Chapter 1 – Juliette
ONE
JULIETTE
I know, it sounds archaic when I say it out loud. Something that couldn’t happen in this year of our Lord whatever. Not when there was internet and everything. But you’d be surprised about some goings-on in a town like Riverbend.
“Juliette! Now!”
“I’m coming, Daddy!” I called down the stairs. “I just have to-”
“I don’t want to hear what you’re doing,” he shouted up to me. “I want to see it done. You get down here and stop stalling. My decision is final.”
There wasn’t a decision, I wanted to remind him. Decision implied there had been some kind of choice. Options that I had. And there weren’t any.
Today, I was going to be sold. Sorry…married.
It’s not like my father was a human trafficker. Not really.
It came down to a few basic facts.
The first one being, the doctor told him it was cancer and that it had spread from his throat to his lungs. He was so filled with it, there was no point in trying to treat it at this point. They gave him months, not years.
Herb had been a lifelong smoker, who believed all the rot about cigarettes causing cancer was just a lot of nonsense intended to keep the price of cigarettes so high. By his reasoning, if they really were that bad for you, people would stop making them.
Yeah, he got that one wrong.
So his days on this earth were officially numbered for Herb Clarke.
Second fact, Daddy didn’t believe his daughter could manage the farm once he passed.
He was right on that score. Not that I couldn’t have managed the farm, but I wouldn’t have.
As soon as he told me what the doctor said, my plan was to sell it ten seconds after putting him in the ground and never look back. May he rest in peace.
Maybe he knew that. Maybe he knew my hatred for this place was something I held deep down inside.
Finally, Herb believed in the sanctimony of marriage. That a wife was designed by God to serve her husband and bear his children. So if he got a husband for me, he could leave the farm to him and ensure the Clarke farm legacy would go on through our lineage.
I know what you’re thinking. Why not just pick a man out for myself?
Well, as I mentioned, I didn’t see the fine people of Riverbend very often.
Also, Herb refused to let me date.
Hence, his dilemma of knowing he was dying, needing to find me a husband pronto, or else…
Or else I would betray him once he was in the grave.
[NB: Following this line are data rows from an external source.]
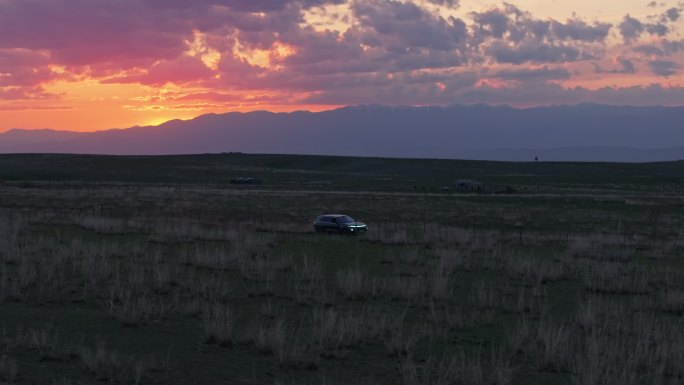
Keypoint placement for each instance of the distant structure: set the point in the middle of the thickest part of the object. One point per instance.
(473, 186)
(243, 180)
(469, 185)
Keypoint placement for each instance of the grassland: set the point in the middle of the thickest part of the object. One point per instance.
(154, 270)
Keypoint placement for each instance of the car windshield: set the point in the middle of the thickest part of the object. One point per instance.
(345, 219)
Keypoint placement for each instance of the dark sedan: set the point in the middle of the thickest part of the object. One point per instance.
(338, 223)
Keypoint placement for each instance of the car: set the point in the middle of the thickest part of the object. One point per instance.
(338, 223)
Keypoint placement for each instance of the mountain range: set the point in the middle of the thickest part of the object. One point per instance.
(585, 132)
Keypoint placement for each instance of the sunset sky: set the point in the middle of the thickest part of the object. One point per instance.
(97, 64)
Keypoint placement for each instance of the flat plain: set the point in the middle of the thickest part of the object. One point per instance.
(156, 270)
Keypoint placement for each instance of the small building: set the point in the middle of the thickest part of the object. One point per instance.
(473, 186)
(244, 180)
(469, 185)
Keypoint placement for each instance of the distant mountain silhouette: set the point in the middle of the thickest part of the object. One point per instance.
(585, 132)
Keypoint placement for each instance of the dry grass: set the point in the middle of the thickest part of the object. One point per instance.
(443, 304)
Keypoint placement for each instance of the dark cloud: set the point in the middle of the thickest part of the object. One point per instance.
(527, 74)
(658, 29)
(447, 3)
(397, 24)
(581, 31)
(631, 28)
(534, 52)
(672, 14)
(664, 67)
(626, 67)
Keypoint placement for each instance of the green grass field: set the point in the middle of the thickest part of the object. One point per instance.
(155, 270)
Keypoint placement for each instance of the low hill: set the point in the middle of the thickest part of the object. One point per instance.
(561, 133)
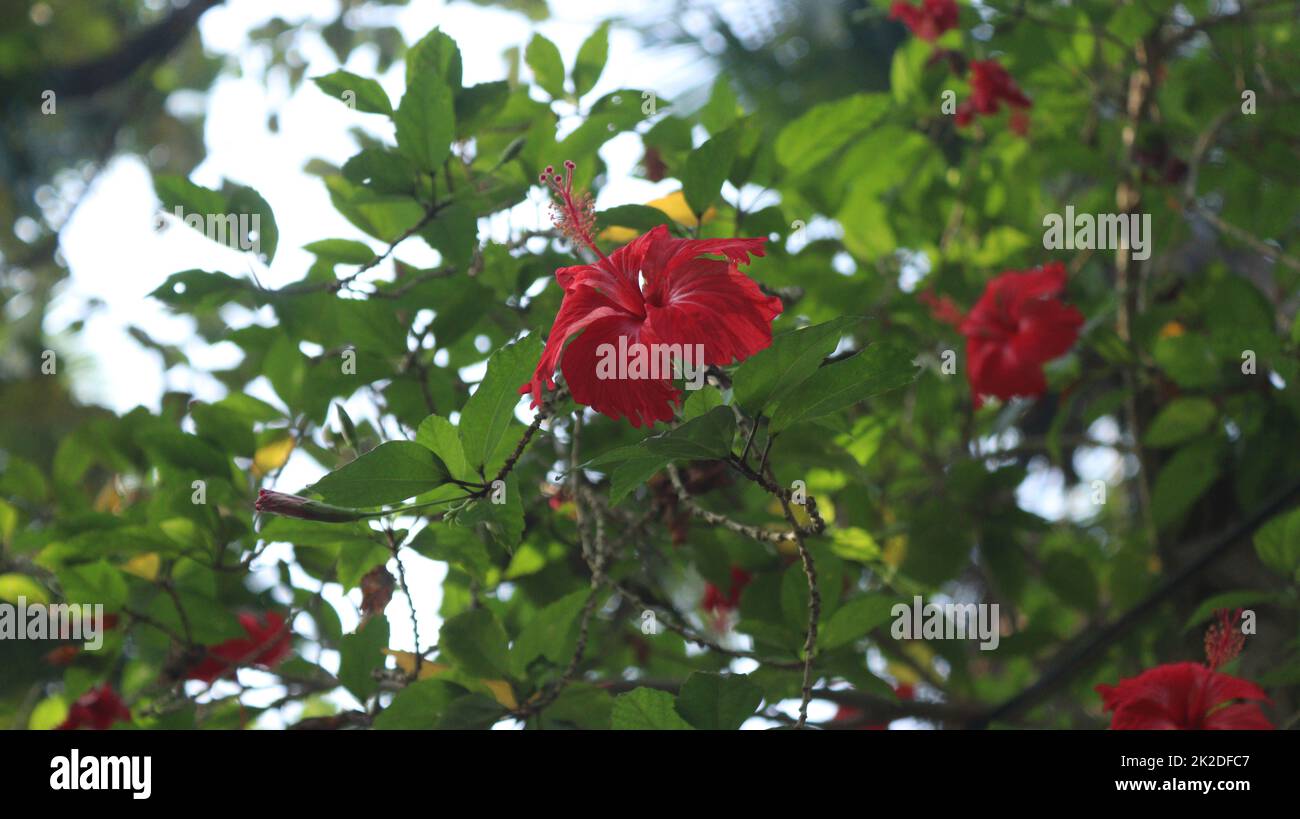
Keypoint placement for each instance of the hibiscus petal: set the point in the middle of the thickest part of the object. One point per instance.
(641, 401)
(580, 307)
(709, 302)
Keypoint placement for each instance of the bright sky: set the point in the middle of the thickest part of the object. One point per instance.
(116, 256)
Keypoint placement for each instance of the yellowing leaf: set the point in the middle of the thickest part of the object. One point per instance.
(273, 455)
(674, 206)
(406, 662)
(144, 566)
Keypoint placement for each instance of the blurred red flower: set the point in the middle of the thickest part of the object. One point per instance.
(927, 21)
(98, 709)
(1184, 697)
(1014, 329)
(719, 603)
(268, 644)
(991, 86)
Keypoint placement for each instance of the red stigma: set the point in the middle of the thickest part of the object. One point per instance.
(1223, 640)
(575, 216)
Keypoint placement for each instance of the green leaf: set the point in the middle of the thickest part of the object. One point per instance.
(770, 375)
(425, 122)
(722, 109)
(637, 217)
(341, 251)
(489, 412)
(436, 55)
(1278, 544)
(1070, 576)
(419, 706)
(879, 368)
(1179, 421)
(180, 193)
(443, 440)
(632, 467)
(544, 57)
(389, 473)
(590, 60)
(707, 168)
(856, 619)
(718, 702)
(1186, 477)
(867, 229)
(646, 709)
(703, 438)
(826, 129)
(476, 642)
(247, 204)
(12, 586)
(360, 655)
(550, 633)
(360, 92)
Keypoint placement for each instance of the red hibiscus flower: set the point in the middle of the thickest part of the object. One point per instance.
(1014, 329)
(1184, 697)
(268, 642)
(655, 291)
(927, 21)
(720, 605)
(98, 709)
(991, 86)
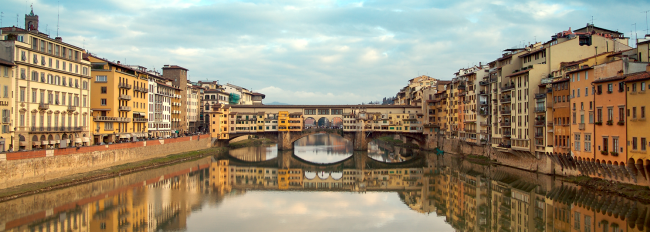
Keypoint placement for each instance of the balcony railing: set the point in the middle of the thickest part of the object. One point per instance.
(124, 86)
(111, 119)
(141, 89)
(140, 119)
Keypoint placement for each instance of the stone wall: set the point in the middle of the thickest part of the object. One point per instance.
(18, 168)
(40, 206)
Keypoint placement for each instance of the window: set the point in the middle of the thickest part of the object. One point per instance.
(100, 79)
(610, 114)
(108, 126)
(22, 94)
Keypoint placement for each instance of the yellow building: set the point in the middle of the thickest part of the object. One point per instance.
(119, 103)
(283, 121)
(51, 89)
(637, 124)
(218, 119)
(6, 102)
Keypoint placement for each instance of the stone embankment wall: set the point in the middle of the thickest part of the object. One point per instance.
(18, 168)
(552, 164)
(38, 207)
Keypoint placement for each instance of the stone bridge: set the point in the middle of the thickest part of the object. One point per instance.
(359, 160)
(359, 139)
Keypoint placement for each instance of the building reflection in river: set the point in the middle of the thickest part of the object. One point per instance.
(468, 196)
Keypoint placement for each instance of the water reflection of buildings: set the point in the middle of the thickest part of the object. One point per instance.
(470, 197)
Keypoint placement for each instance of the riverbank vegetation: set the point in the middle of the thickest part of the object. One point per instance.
(397, 142)
(251, 142)
(635, 192)
(72, 180)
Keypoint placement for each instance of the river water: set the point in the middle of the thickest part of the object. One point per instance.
(323, 185)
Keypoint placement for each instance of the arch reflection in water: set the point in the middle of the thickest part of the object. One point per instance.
(218, 191)
(255, 154)
(323, 148)
(384, 152)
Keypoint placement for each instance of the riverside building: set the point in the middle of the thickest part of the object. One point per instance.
(49, 92)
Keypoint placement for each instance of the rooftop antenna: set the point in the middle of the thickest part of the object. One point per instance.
(636, 38)
(646, 20)
(58, 16)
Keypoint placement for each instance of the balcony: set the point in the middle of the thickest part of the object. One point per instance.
(141, 89)
(124, 86)
(111, 119)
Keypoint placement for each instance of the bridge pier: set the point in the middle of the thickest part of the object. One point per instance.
(284, 141)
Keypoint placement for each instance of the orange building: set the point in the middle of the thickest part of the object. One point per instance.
(610, 131)
(561, 116)
(582, 112)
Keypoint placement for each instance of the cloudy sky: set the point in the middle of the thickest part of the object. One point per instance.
(317, 51)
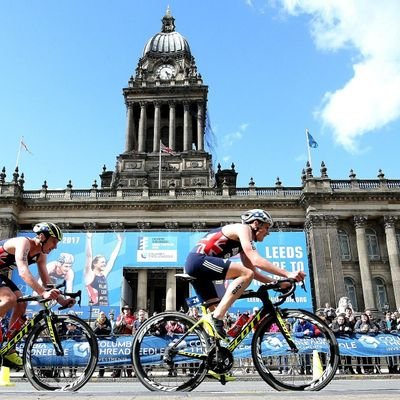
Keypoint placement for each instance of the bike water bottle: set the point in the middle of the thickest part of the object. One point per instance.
(15, 327)
(238, 325)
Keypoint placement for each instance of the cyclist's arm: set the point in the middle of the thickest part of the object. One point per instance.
(22, 248)
(249, 250)
(259, 276)
(69, 278)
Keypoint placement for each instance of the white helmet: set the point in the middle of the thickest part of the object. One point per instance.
(256, 215)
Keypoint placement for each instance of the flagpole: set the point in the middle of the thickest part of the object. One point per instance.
(19, 151)
(159, 168)
(308, 148)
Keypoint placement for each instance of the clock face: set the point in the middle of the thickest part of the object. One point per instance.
(165, 72)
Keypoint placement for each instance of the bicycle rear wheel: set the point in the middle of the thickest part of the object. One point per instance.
(70, 371)
(312, 367)
(169, 361)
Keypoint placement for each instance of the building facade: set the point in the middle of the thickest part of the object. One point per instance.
(163, 182)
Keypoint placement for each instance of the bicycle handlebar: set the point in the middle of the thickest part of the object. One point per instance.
(277, 286)
(40, 299)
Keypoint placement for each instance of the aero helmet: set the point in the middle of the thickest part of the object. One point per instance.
(256, 215)
(48, 229)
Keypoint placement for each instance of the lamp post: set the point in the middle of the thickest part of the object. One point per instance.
(90, 311)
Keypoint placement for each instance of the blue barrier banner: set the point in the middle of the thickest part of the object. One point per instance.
(366, 345)
(116, 350)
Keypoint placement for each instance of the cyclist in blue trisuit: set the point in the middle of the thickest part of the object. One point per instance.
(209, 261)
(20, 252)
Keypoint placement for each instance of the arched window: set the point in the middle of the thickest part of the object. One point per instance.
(344, 245)
(380, 293)
(351, 293)
(372, 244)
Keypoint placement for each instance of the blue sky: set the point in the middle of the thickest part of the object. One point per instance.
(274, 68)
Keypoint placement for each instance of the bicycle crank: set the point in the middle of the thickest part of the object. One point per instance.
(220, 360)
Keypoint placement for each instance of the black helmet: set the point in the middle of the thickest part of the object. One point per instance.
(48, 229)
(256, 215)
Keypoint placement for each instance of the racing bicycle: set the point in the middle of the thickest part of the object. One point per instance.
(60, 352)
(285, 358)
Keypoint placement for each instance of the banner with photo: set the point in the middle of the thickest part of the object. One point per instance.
(116, 350)
(94, 263)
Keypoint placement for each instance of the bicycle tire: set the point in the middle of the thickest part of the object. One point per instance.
(311, 368)
(152, 345)
(46, 370)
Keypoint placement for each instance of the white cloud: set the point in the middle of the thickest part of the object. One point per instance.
(371, 98)
(230, 139)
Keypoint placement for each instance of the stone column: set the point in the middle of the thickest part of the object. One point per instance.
(157, 127)
(170, 296)
(8, 228)
(365, 271)
(200, 126)
(141, 296)
(394, 256)
(187, 136)
(335, 258)
(172, 125)
(130, 140)
(322, 282)
(142, 127)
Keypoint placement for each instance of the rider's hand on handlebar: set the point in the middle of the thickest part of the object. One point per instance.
(298, 276)
(67, 302)
(51, 294)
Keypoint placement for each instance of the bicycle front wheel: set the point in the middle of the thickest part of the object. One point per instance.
(311, 366)
(46, 369)
(166, 357)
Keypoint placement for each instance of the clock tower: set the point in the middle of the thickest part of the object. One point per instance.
(166, 104)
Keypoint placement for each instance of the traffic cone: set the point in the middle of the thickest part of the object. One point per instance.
(5, 377)
(318, 369)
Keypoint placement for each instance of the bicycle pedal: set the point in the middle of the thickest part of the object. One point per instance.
(223, 378)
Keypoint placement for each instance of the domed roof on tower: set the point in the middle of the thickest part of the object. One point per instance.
(168, 42)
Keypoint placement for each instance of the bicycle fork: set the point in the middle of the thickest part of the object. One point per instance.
(285, 331)
(54, 336)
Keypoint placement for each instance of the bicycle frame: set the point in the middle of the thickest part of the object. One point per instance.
(46, 315)
(268, 308)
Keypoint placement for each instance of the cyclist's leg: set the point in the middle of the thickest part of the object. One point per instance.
(9, 294)
(242, 277)
(8, 298)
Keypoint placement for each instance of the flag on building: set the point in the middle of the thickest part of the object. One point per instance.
(24, 146)
(311, 142)
(165, 149)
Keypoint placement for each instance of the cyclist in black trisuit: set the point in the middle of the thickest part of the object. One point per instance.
(209, 261)
(20, 252)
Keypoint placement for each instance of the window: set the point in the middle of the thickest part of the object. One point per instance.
(351, 293)
(380, 293)
(372, 244)
(344, 245)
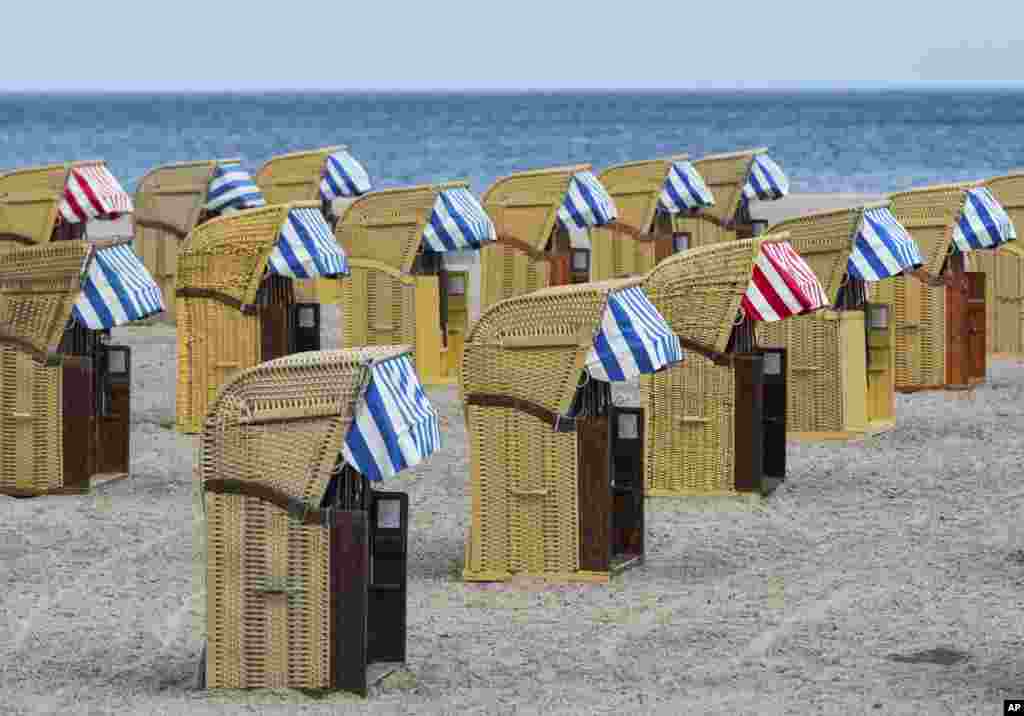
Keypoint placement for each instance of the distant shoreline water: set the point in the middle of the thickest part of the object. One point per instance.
(865, 140)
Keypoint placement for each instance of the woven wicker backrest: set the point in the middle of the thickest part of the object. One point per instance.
(825, 241)
(29, 200)
(294, 177)
(698, 291)
(387, 225)
(283, 423)
(38, 289)
(930, 215)
(725, 175)
(228, 254)
(532, 347)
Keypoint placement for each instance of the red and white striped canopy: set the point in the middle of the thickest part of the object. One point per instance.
(782, 285)
(93, 193)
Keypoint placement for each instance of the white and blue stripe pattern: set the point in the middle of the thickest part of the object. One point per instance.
(457, 222)
(394, 426)
(983, 222)
(231, 188)
(766, 180)
(883, 248)
(306, 248)
(634, 339)
(117, 290)
(684, 190)
(587, 204)
(343, 177)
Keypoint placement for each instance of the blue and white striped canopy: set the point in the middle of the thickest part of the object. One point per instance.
(231, 188)
(394, 426)
(587, 204)
(634, 339)
(457, 222)
(343, 176)
(684, 190)
(883, 248)
(983, 222)
(306, 248)
(766, 180)
(117, 290)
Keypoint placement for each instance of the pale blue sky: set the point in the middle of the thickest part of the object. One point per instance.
(352, 44)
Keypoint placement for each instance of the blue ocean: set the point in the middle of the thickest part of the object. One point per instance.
(826, 141)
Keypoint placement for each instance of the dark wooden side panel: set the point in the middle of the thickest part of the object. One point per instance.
(749, 435)
(79, 421)
(349, 580)
(594, 469)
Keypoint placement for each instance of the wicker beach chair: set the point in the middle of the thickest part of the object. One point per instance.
(548, 499)
(538, 215)
(1004, 271)
(648, 196)
(66, 390)
(55, 202)
(838, 387)
(301, 593)
(400, 291)
(716, 424)
(734, 179)
(325, 175)
(172, 200)
(940, 322)
(236, 301)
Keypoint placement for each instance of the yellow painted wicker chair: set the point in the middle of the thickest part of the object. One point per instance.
(393, 294)
(231, 313)
(540, 493)
(1004, 270)
(283, 545)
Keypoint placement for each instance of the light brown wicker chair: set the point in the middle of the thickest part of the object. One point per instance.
(392, 295)
(231, 314)
(1004, 271)
(540, 496)
(54, 437)
(280, 553)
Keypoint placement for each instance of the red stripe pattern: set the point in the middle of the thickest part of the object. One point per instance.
(93, 193)
(782, 286)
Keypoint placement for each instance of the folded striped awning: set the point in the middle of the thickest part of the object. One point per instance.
(684, 190)
(231, 188)
(766, 180)
(587, 204)
(458, 221)
(93, 193)
(983, 222)
(883, 248)
(306, 248)
(634, 339)
(781, 286)
(117, 290)
(343, 176)
(394, 425)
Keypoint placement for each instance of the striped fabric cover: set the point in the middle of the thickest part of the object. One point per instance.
(343, 176)
(118, 289)
(587, 204)
(458, 221)
(781, 286)
(93, 193)
(634, 339)
(983, 222)
(232, 188)
(766, 180)
(684, 190)
(394, 426)
(306, 248)
(883, 248)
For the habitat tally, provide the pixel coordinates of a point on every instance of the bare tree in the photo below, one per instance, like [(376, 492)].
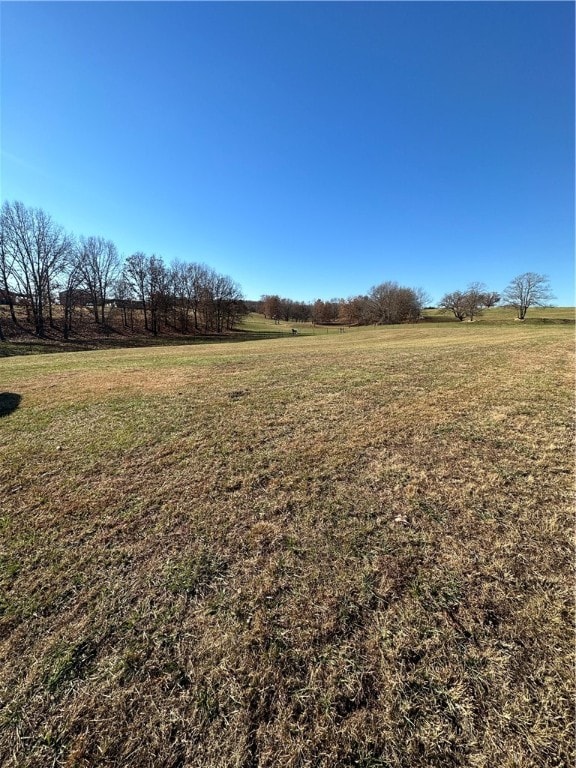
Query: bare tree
[(454, 302), (39, 250), (136, 273), (98, 266), (527, 290), (392, 303), (474, 300), (69, 295)]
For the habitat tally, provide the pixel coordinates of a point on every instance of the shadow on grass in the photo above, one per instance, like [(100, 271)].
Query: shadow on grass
[(9, 401)]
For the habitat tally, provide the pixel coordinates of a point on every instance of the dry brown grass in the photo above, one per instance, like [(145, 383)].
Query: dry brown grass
[(345, 550)]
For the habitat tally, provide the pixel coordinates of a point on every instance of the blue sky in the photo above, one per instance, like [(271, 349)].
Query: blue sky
[(307, 149)]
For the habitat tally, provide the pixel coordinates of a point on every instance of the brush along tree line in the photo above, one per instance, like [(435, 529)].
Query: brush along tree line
[(39, 260)]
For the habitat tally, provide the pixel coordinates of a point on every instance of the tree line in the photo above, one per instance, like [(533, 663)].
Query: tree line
[(41, 265), (390, 303), (386, 303)]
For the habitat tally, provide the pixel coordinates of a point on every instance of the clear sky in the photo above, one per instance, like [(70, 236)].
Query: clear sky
[(307, 149)]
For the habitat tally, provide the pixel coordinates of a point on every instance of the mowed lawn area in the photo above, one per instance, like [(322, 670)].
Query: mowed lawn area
[(341, 549)]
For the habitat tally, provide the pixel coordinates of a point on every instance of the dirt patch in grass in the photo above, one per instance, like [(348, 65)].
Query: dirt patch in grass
[(326, 551)]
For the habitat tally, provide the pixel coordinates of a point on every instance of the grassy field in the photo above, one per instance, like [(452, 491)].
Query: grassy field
[(341, 549)]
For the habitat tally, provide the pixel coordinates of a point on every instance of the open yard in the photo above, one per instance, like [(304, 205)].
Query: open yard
[(341, 549)]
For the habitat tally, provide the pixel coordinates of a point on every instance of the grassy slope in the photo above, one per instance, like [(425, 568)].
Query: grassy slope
[(333, 550)]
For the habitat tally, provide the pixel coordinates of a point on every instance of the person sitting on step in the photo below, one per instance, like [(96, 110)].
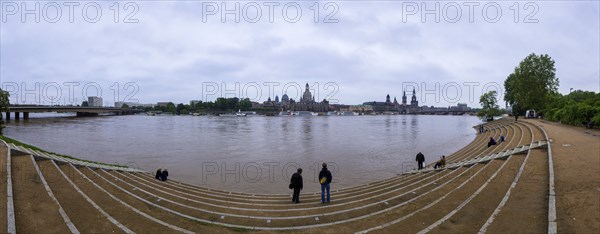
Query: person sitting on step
[(491, 142), (440, 163)]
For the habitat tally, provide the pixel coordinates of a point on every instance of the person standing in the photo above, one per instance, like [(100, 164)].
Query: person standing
[(164, 175), (441, 163), (158, 174), (420, 159), (297, 185), (325, 179)]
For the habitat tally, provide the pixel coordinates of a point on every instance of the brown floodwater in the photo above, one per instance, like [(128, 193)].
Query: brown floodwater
[(254, 154)]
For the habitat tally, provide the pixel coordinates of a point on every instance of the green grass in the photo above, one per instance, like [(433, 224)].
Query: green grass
[(13, 141)]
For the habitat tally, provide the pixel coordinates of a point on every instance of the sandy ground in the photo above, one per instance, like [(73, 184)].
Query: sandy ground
[(576, 155)]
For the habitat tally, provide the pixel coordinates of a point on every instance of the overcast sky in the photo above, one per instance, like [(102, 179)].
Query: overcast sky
[(358, 51)]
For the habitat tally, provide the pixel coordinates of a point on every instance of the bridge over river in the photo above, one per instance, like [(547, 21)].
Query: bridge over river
[(81, 111)]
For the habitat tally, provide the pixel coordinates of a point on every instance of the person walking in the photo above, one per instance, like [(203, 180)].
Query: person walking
[(325, 179), (491, 142), (441, 163), (158, 173), (297, 185), (164, 175), (420, 159)]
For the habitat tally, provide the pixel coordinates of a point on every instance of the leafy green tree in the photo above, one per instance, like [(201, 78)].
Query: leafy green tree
[(532, 84), (489, 105), (4, 107)]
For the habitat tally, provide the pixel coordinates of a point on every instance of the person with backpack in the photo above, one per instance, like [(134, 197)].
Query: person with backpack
[(325, 179), (296, 184)]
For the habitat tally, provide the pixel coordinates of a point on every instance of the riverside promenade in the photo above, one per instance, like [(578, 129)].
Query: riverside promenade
[(544, 178)]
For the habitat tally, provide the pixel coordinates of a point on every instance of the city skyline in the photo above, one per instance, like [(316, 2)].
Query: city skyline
[(372, 50)]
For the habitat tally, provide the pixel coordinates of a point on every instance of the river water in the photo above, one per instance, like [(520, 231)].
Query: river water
[(253, 154)]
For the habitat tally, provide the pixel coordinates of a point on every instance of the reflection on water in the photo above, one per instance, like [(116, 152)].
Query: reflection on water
[(253, 154)]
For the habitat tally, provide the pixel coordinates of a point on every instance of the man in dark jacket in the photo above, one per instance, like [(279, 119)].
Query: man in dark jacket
[(164, 175), (158, 174), (325, 180), (420, 159), (296, 184)]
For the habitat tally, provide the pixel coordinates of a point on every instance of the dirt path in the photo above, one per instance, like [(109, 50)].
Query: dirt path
[(85, 217), (35, 212), (576, 155)]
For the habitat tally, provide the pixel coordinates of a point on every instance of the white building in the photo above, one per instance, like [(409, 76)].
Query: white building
[(95, 101)]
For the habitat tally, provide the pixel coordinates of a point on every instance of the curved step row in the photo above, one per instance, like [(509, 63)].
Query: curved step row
[(432, 213), (482, 194)]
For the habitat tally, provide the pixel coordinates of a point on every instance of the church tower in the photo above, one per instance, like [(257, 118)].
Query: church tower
[(307, 96), (413, 101)]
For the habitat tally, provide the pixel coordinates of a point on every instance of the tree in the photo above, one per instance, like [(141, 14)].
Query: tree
[(532, 84), (4, 107), (489, 105)]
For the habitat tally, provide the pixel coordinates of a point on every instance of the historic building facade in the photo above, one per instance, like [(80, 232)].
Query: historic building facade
[(394, 106), (307, 103)]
That’s what he called it when he got drunk after learning of his fatal diagnosis. That I would sell the farm that had been in his family for generations and it would be like the Clarkes’ had never been part of this land.
At the time, I’d protested.
No, no. Don’t say that, Daddy! Of course, I wouldn’t leave here. I love being a sugar beet farmer in Riverbend, Montana.
Truth was, I thought I was a better liar than that.
Instead, he was hauling me off to the Rodeo Remnant Auction, where he planned to basically sell me to the highest bidder.
Winner gets the farm and the house, as long as he agrees to marry me. Thus ensuring the fruit of my loins would carry on the family legacy.
Yeah, that wasn’t going to happen.
However, my dilemma was this. What if some yahoo ponied up and did marry me?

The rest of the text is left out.